View from the supply chain

Since the birth of movements like #metoo and HeForShe, the increased popularity of Women’s Marches worldwide and the growing recognition of inequality in general, feminist merchandise is high on demand. Brands are quick to respond to these public developments: They create, market and sell a mass-produced t-shirt literally overnight. Too often, the origins of these tees are far from feminist. According to the Clean Clothes Campaign, 70-80% of garment workers worldwide are women. They are frequently subject to discrimination as well as verbal, physical and/or sexual abuse. In a study conducted by CARE International, nearly 1 in 3 female garment factory workers reported experiencing sexual harassment in the workplace over a 12-month period. The Garment Worker Diaries project has found that 60% of interviewees experienced gender-based discrimination. Over 15% reported being threatened and 5% had been hit. Furthermore, their research revealed that female workers are often exposed to verbal abuse from their supervisors and rely on income from their husbands or other household earners to meet their financial obligations.

And while, as mentioned above, the Fashion Transparency Index finds companies are addressing gender inequality in their corporate offices, they find little action is being taken further down the supply chain. The 2019 FTI revealed that of the major fashion brands, only 37.5% of brands disclose capacity building projects in the supply chain focused on gender equality or female empowerment. Only 14% publish best practice guidance in the supplier code of conduct on issues facing female workers in the supply chain. Furthermore, brands do not seem to grant workers the right to voice their dissent: While 77% of brands publish a policy on freedom of association, right to organise and collective bargaining in their Supplier Code of Conduct, only 40.5% disclose how they actually put their policies into action. And, research from IndustriALL finds that 90% of garments workers worldwide have no possibility to negotiate their wages or conditions.

 

Inclusivity is key

The bottom line: Fashion brands exploit women in one part of the world to empower them in another. A t-shirt meant to empower female customers is made by women for whom gender inequality is still the day-to-day reality. This empowerment of the few through the exploitation of the many is a dynamic that often gets overlooked in the fashion industry.
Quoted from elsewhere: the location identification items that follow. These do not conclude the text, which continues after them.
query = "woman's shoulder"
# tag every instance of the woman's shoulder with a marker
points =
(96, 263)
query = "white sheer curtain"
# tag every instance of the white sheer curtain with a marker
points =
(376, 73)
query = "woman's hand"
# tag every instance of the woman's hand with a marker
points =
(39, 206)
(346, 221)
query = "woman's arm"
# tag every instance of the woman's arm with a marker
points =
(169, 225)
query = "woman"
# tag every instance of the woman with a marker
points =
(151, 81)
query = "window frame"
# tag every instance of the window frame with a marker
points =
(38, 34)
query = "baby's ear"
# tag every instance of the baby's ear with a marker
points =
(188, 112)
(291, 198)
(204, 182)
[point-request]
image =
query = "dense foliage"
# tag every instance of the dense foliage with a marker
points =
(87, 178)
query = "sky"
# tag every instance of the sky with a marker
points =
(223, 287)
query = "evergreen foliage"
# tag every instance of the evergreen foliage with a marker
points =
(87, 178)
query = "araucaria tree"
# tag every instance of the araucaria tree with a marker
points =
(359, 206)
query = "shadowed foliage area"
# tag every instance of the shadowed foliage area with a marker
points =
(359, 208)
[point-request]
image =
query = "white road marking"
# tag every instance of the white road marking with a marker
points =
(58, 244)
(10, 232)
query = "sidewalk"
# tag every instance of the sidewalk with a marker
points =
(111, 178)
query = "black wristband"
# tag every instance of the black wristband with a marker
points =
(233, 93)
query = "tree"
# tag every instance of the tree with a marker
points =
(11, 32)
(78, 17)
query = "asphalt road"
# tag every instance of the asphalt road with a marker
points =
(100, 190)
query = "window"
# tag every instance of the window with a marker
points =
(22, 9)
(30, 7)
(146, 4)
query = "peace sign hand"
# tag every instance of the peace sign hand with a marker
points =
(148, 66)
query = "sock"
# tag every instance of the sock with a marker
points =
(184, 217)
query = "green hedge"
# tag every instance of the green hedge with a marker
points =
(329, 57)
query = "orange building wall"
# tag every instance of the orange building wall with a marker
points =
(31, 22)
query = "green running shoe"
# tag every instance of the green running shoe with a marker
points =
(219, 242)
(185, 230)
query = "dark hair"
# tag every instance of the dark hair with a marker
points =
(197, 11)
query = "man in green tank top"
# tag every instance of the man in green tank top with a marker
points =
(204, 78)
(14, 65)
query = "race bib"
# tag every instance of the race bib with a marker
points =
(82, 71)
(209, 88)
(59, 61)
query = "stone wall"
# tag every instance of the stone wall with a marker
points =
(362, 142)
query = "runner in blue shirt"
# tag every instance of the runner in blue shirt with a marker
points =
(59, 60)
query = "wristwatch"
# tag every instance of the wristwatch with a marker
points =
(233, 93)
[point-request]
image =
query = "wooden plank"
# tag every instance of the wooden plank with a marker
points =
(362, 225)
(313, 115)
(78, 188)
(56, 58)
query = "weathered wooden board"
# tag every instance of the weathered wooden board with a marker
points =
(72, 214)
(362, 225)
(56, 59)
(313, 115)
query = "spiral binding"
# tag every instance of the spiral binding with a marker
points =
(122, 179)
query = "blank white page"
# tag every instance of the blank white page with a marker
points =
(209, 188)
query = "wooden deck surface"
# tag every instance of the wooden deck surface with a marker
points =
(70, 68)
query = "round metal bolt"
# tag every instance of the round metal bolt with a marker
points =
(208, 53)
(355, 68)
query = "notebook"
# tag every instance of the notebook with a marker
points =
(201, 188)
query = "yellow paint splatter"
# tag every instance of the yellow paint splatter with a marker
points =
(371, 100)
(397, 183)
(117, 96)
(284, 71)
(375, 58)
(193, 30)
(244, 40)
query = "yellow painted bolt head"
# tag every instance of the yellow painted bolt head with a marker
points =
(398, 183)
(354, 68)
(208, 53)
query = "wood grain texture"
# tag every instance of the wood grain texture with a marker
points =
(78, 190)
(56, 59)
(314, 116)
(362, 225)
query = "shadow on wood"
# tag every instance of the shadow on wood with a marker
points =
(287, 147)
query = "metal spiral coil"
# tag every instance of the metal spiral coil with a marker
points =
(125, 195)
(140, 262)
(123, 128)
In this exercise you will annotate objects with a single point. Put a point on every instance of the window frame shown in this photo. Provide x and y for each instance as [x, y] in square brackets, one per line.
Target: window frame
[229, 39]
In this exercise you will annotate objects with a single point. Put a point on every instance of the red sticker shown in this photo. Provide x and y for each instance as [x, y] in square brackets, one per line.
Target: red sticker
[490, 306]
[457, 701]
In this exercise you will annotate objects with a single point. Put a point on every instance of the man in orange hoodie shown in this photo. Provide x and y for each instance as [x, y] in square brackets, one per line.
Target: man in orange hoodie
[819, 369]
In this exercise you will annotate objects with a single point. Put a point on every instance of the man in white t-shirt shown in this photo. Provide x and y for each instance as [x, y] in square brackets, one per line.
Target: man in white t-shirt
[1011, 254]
It’s this intersectionality that makes the empowerment promoted through feminist t-shirts exclusive and transforms feminism into a source of profit. But women’s empowerment should not be a slogan or marketing campaign. If brands truly want to execute equality, then inclusivity is key. Brands need to include all women and not just focus on those with enough bargaining power to buy a new t-shirt every other month. That doesn’t mean consumers have to stop wearing feminist tees. It means that those of us who are fortunate enough to celebrate our feminism sould raise our voices for the women around the world who make our clothes.  Like generations of feminists before, you can use your empowerment as a base to push for further change. Ask the brand: Who made my clothes? How do you make sure she doesn’t experience discrimination or verbal, physical and sexual harassment? Gender equality requires action, not consumption.